The Board of Education didn't know or care what we were doing. After several years, the state colleges were placed under the State College Board of Trustees. Once this happened, we were treated like a regular college instead of a high school.

The Classrooms, Labs, and Offices  
We started engineering on the lower campus in temporary buildings left over from World War II. We stayed there until the first engineering building was completed. Even after we occupied permanent buildings, we continued using several of these temporaries for laboratories and office space. The terrain around these older facilities was dirt which turned into mud in the winter.

The first building contained the dean's office. We converted small quiz section lecture rooms into office space to accommodate our burgeoning faculty. The second engineering building provided some office space, although we still made good use of the converted office space in the first building.

The Development of our Curriculum  
At first, I got the impression that the liberal arts faculty didn't consider us as part of the academic community. We soon changed their minds and many engineering faculty served on College committees.

As we moved into the second engineering building (since renamed the Vivian Engineering Center, or VEC), we started to offer the master of science degree in civil, electrical and mechanical engineering. By the 1970s, we were still not able to offer a doctorate degree in engineering except through one of the University of California campuses.

In 1973, the electrical engineering department had 23 full-time faculty, although several positions were occupied by part-time faculty from industry. Civil, electrical, and mechanical engineering offered specific degrees.
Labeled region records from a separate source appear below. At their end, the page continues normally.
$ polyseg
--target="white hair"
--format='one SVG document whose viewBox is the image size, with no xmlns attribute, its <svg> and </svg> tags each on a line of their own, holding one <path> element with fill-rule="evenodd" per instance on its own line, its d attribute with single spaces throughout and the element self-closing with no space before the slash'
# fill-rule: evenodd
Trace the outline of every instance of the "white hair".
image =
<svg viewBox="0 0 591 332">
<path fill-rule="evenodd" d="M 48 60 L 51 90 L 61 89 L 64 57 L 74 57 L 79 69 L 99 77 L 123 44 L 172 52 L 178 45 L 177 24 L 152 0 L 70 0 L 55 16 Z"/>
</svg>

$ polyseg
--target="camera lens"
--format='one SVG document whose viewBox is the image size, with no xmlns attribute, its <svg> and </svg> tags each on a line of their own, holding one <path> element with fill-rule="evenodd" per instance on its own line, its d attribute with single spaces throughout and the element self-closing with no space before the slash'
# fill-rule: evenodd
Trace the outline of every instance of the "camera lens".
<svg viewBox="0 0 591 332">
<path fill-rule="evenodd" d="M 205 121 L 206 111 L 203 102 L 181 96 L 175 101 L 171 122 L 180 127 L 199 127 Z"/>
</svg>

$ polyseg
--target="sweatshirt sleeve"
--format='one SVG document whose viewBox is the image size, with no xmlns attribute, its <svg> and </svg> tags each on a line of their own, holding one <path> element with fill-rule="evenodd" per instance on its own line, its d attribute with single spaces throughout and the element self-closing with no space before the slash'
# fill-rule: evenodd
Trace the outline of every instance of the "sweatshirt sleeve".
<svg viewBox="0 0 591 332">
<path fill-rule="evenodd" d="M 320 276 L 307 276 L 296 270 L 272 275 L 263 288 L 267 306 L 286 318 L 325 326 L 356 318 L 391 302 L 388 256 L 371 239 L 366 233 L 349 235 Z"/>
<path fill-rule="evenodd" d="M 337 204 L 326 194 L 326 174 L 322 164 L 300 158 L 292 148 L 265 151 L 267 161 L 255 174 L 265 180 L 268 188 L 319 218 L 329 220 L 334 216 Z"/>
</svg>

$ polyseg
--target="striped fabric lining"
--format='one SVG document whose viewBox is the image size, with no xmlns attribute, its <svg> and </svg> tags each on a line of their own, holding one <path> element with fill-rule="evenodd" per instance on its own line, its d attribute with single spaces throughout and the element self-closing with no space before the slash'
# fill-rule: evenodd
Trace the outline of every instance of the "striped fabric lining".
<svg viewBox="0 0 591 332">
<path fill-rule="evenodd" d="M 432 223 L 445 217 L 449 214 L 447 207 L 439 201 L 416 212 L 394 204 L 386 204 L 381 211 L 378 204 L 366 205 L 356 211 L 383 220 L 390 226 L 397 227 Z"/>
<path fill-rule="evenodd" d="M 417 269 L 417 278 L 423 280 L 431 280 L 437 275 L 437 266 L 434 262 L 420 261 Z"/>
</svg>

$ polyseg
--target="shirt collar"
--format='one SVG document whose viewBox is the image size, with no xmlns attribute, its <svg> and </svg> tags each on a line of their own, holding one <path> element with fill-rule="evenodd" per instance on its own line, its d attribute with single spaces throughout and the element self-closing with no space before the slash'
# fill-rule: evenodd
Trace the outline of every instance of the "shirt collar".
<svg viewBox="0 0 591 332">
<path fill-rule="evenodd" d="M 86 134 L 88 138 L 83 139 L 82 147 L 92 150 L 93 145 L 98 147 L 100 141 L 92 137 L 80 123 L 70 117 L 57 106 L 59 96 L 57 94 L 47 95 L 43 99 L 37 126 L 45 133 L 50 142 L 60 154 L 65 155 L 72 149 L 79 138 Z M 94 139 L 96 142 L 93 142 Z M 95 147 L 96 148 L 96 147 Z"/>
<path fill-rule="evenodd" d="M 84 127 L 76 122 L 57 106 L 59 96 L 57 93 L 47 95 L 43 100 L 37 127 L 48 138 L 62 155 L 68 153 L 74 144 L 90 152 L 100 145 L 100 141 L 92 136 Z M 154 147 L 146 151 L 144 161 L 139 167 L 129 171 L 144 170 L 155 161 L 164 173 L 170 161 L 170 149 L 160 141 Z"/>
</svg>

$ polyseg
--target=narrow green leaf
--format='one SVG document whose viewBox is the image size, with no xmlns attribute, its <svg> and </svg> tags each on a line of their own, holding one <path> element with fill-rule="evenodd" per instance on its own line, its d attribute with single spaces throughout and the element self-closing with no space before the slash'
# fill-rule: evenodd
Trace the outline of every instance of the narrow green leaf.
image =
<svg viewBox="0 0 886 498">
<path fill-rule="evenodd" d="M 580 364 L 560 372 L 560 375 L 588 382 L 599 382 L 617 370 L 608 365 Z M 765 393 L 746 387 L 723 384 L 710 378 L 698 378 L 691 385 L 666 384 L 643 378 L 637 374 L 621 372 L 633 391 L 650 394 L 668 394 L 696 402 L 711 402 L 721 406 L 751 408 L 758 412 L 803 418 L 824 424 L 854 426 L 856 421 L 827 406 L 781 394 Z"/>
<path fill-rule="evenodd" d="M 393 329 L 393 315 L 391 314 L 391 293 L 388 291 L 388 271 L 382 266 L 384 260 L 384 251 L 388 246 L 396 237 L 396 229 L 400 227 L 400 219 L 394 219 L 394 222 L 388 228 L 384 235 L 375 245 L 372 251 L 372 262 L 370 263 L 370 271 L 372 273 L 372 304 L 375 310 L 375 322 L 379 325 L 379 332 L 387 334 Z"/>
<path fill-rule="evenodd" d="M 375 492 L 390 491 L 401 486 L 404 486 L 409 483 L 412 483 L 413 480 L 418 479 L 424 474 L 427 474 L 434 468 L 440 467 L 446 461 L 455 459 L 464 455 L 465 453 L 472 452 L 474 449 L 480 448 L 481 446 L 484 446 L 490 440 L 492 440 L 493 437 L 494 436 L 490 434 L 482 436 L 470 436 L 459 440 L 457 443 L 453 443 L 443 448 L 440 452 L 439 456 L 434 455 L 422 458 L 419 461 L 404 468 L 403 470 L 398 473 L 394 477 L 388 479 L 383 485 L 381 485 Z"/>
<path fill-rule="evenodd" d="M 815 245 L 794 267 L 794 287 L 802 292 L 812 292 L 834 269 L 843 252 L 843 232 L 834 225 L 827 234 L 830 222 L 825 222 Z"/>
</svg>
We were accredited on our first application in 1964 because we had a conventional engineering program of high quality. We had a new building and equipment funds were allocated as a percentage of the cost of the building.

Shortly after occupying the second engineering building in 1970, we added chemical engineering. We added this discipline to the program because of Dean Vivian, a chemical engineer.

Some of our lower division courses were included as part of general education. We wanted to be a part of the College and also we hope to attract a few liberal arts students and thereby, increase our full-time enrollment.

Ocean engineering added as an option in Electrical Engineering. Later it became part of Mechanical Engineering. Offices were finally allowed in 1970 to have an "outsider" phone. Only associate and full professors and were allowed to have a full-size desk and a swivel chair. Also, one file cabinet was allotted to each faculty member.

Acquiring Resources  
The Board of Education Trustees allocated faculty and student assistants or FTE (full-time equivalent students) to the rest of the College without consideration of the needs of engineering. Liberal arts had funding to have student readers whereas we used our money for maintaining equipment in the laboratories.

Funds and supplies were always scarce even when we became governed by the State College Trustees. We celebrated a great victory when the day came that the Trustees recognized that engineering had its own needs and uniquenesses apart from liberal arts. Certain restrictions were finally lifted and we were allowed to departmentalize - only theoretical courses were included in the upper division.

The State Board of Education only allowed department chairs to have calculators. One of the first gifts to engineering was a vacuum tube computer which was inoperable most of the time. The University had an IBM 1620 computer. Around 1973, a College-wide main frame




was installed in the engineering building for campus use. It had a connection to the main frame at UCLA. In fall 1973, the University adapted the early fall semester, allowing students to complete the fall semester by the holiday break.

After Tom Dean, Dean of Applied Arts and Sciences, and I retired, Industrial Technology became part of Engineering, and the name was changed to Engineering Technology.